In the present study, the patient showed normal MRI findings and he was able to perform daily activities for the first 8 years after onset. After presenting with cortical dysfunction, abnormal DWI findings were detected. Almost all V180I gCJD patients present with MRI abnormalities such as a swollen cerebral cortex in T2-weighted images and cortical hyperintense signals in DWI [1,2,5-7,27]. Some reports suggest that the abnormal cortical high-intensity signals in DWI may reflect spongiform changes, especially various-sized and nonconfluent vacuoles, in the cerebral cortex of patients with V180I gCJD [4,25,28]. Indeed, most V180I gCJD patients with cortical high-intensity signals show cortical dysfunction [1,2,5-7,27]. Furthermore, a patient with V210I gCJD, whose initial symptom was spastic paralysis, did not show any abnormal MRI findings and only showed atrophy of the corticospinal tract in diffusion tensor imaging [12]. These findings support the idea that MRI may be normal in V180I CJD before cortical dysfunction appears. Therefore, although we did not determine the exact time when cognitive dysfunction started, it is possible that cognitive impairment started along with the appearance of abnormal features in DWI.
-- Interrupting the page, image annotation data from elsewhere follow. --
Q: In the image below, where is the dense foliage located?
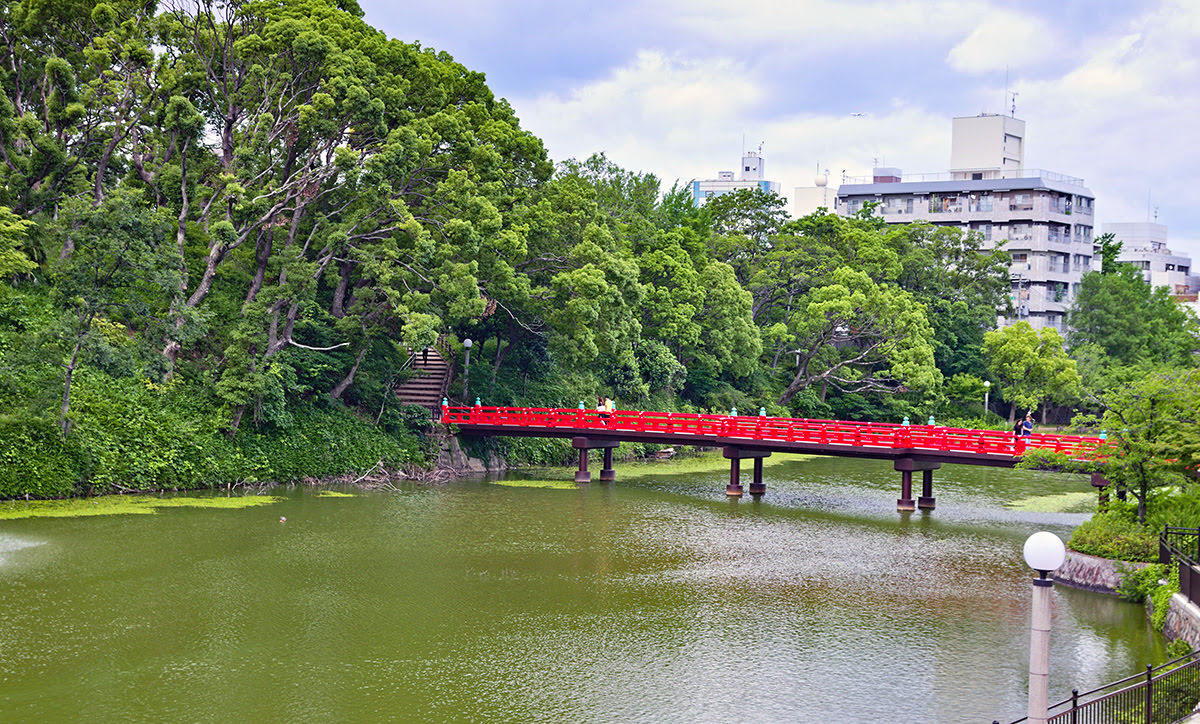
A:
[0,0,1194,496]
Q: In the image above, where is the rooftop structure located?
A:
[836,114,1094,329]
[1104,221,1200,295]
[691,146,779,207]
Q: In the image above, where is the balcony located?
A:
[841,168,1084,186]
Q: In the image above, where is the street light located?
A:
[462,337,474,405]
[1025,531,1067,724]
In conclusion, we report a patient with V180I gCJD whose initial symptom was spastic paralysis, and it took 9 years for cortical dysfunction to develop, similar to the time course of Gerstmann-Sträussler-Scheinker disease. This case suggests that some V180I gCJD patients may have spastic paralysis in the prolonged prodromal phase. Since CJD is a transmissible disease, it is important to diagnose it properly by regular MRI scans and prevent its transmission to others. Therefore, we should screen for V180I gCJD when patients present with spastic paralysis, even if the patient is old, does not have a family history, or their clinical course progresses slowly.